The Global facility has been identified by DEC as a source of air pollution, including emissions of benzene, a known human carcinogen. Recent air monitoring in Albany’s South End revealed dangerously high levels of benzene in the area.

The coalition said local residents have complained for years about a variety of adverse respiratory effects and other health impacts from breathing polluted air. The Ezra Prentice Homes, a public housing development, is located at the fenceline of the Global facility, and is home to over 200 children. The Giffen Elementary School is located a few blocks from the Global facility.

“As the battle to protect the Hudson River and surrounding communities from the devastation of crude oil transport in the region rages on, we will not sit idly by as Global violates the Clean Air Act in new ways," said Riverkeeper Staff Attorney Abigail Jones. "Riverkeeper remains committed to reducing the risk crude oil poses to public health and our environment.”

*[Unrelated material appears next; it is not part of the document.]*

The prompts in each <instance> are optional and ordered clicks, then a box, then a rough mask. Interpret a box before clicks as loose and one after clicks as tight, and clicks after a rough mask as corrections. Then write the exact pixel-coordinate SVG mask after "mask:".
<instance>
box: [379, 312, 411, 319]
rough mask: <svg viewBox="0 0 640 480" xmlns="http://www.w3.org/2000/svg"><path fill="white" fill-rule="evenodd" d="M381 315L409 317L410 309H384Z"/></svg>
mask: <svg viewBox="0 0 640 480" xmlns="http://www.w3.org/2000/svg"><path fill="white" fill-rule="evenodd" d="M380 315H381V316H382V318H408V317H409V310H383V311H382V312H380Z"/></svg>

The coalition’s notice letter was sent by Earthjustice on behalf of Albany County, the Ezra Prentice Homes Tenants Association, Sierra Club, Center for Biological Diversity, Riverkeeper, Inc., Scenic Hudson, Natural Resources Defense Council and Catskill Mountainkeeper.

The same coalition previously filed a federal court lawsuit against Global alleging that the company failed to obtain a necessary Clean Air Act permit when it significantly expanded operations in 2012. That lawsuit is pending.